I've found that the individual pieces of my past and even somewhat present can be an asset.  Knowing what you're made of and what the possibilities are with those pieces makes you a more effective compliment to those friends and family who are there with you.  For example, I've conceded that Eric has most of the logic on our team, and that he knows how to deal with things calmly and linearly.  Case in point, Eric had a nightmare the other night that he was being chased by a giant Lego Man (the guy who comes with Legos, not a man made o' Legos). Even in his sleep, he knew that he could get away from Lego Man by going upstairs because Lego Man doesn't have knees.  Without understanding what you and others can bring to the table to create a better, faster, stronger entity, no one would know how to outrun Lego Man...or how to navigate life with the benefit of the whole, rather than dealing only with the pieces.

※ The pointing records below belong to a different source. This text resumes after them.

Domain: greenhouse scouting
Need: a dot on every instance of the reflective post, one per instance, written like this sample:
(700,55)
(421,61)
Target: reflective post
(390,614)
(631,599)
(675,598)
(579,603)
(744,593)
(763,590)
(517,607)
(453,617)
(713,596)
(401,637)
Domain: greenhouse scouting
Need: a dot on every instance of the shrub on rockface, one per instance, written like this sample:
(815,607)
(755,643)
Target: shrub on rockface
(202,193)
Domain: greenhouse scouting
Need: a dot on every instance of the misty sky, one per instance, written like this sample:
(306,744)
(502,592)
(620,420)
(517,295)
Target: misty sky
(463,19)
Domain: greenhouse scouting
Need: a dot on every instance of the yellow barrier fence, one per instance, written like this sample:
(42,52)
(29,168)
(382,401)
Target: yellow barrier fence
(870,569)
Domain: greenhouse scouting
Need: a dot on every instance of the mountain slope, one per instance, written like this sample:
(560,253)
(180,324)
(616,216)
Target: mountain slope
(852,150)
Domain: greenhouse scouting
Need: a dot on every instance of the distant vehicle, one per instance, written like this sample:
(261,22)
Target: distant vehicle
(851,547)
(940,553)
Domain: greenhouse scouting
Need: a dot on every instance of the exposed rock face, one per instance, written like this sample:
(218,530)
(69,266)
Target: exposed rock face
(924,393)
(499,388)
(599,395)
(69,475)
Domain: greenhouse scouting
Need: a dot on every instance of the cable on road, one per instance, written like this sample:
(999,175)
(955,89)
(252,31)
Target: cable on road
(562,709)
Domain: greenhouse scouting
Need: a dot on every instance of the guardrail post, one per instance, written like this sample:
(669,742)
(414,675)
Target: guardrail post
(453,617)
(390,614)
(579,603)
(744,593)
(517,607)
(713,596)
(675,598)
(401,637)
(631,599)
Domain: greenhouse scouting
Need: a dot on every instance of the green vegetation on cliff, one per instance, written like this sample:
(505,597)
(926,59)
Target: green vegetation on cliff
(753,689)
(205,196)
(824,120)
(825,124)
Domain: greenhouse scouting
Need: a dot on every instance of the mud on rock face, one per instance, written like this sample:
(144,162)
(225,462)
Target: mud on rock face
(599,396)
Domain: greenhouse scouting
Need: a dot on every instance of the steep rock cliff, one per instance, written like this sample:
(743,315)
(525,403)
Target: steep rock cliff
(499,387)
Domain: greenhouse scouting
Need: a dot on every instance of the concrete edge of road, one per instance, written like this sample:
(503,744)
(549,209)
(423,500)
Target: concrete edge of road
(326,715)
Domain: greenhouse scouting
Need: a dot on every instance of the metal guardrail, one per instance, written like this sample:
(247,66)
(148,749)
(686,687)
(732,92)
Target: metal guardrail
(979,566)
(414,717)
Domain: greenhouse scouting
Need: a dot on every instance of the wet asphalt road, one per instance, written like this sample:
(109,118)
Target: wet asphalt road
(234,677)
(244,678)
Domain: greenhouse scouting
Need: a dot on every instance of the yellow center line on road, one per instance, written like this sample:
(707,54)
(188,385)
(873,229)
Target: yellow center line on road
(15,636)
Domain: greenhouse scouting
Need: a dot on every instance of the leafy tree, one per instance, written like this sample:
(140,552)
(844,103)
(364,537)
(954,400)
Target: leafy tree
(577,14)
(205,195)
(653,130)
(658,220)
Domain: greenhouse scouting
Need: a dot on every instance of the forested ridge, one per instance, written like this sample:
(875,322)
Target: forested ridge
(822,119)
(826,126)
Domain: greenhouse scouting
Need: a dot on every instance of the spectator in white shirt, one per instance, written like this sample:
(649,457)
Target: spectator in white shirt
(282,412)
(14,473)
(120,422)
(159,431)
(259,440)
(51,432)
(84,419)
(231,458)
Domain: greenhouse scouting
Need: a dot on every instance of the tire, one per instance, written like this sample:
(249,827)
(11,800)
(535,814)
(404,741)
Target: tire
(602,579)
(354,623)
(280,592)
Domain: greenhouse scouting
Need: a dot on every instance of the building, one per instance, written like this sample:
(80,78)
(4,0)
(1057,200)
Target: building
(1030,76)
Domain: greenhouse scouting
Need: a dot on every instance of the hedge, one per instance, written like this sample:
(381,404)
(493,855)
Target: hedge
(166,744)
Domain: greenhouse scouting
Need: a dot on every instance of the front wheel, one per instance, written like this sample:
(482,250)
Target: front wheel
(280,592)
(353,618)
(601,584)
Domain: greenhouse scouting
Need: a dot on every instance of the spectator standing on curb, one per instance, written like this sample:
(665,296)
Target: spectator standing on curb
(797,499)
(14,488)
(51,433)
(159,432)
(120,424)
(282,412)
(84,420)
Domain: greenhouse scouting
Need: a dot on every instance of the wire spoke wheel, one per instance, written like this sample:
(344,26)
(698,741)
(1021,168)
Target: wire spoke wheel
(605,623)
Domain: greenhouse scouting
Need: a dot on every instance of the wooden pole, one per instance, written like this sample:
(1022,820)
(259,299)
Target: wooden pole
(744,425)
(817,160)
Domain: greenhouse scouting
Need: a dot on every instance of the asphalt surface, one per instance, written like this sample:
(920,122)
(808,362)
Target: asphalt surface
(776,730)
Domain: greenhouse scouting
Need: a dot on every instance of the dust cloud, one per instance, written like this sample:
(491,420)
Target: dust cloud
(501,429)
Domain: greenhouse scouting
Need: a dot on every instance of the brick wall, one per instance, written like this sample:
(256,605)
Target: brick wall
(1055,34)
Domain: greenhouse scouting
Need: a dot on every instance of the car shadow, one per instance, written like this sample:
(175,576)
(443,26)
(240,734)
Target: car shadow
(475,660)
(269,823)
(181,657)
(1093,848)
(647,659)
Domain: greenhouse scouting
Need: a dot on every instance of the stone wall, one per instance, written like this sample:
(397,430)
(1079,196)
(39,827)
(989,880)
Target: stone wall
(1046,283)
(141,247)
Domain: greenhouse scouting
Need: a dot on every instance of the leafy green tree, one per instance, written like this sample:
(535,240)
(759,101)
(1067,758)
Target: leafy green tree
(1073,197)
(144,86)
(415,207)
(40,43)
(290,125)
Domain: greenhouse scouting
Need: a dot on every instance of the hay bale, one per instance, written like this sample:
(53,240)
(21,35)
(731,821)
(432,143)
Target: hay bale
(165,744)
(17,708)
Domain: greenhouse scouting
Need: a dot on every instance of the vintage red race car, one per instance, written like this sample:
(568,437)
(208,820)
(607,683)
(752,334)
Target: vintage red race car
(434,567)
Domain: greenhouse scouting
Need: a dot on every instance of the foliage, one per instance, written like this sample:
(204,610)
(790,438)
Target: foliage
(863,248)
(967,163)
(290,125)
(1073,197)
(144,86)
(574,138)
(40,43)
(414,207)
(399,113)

Tuesday, November 01, 2011

"Can't is the cancer of happening"

My dad and I are both impulsive overachievers.  To the point where it drives my mom crazy since we're always coming up with half-baked schemes for weird certifications, degrees, and qualifications.  My mom just doesn't get us...she tells me that all she ever wanted was for me to be "normal" and not go about trying to do anything extra or out of the ordinary.  What fun would it be if I didn't sign up for strange things on a whim?  Also, being able to get Mom riled up and spittin' tacks about how ridiculous I am is a big part of the fun.

In the summer of 2009, I pulled an Elle Woods and woke up one day and said, "I think I'll get a Ph.D."  I did a quick Google before work to find an English Lit doctoral program, realized that the school that I wanted to go to didn't have a program higher than Master's for that, I decided to find the closest thing, and, therefore, landed on Communication.  I applied that morning to start the program on temporary non-degree status (since it was a month before I wanted to start and 7 months after the application deadline) and suddenly, I was starting a Ph.D. program before I had lunch.  I'm impulsive, if nothing else.  Mom thought I'd lost my mind that day.  Dad was all like, "Yaaaaay! That's totally normal."

Fast forward two years.  Yesterday I advanced to Ph.D. candidacy, and since Eric is out of town, my parents and I went out to celebrate at the Olive Garden (don't judge).  My dad had two Xanexes before we left, so he started to let out secrets by the end of dinner.  He spilled that he was thinking about getting his pilot's license, because, why not, right? Since Dad paved the way and Mom had already used up some of her trademark logic and energy, I took that opportunity to announce that I've applied to the community college to start taking French classes next semester.  I'll only be writing my dissertation and teaching one class after work then, so I'm pretty free. My mom stopped mid pilot rant to cough out, "What is wrong with you?!"  Of course, that only made us talk about all of the Associate's degrees we could add on to our doctor titles, which also made Mom madder.  We got all the way to planning how we're going to get our pilot's licenses, boating licenses, CDLs, scuba certifications, certificates in phlebotomy, and Associates' in radiology, construction management, emergency medical services (since Dad already has a book), and welding. 

You'll be glad to know that I got my acceptance letter from the community college today, so the world is my oyster.  I called my mom and told her that I had earth shattering news.  She's still not speaking to me, although it was tough for her not to comment on shirtless Derek Hough on Dancing with the Stars tonight.  She's a woman of willpower.  Someone has to be "normal," here right?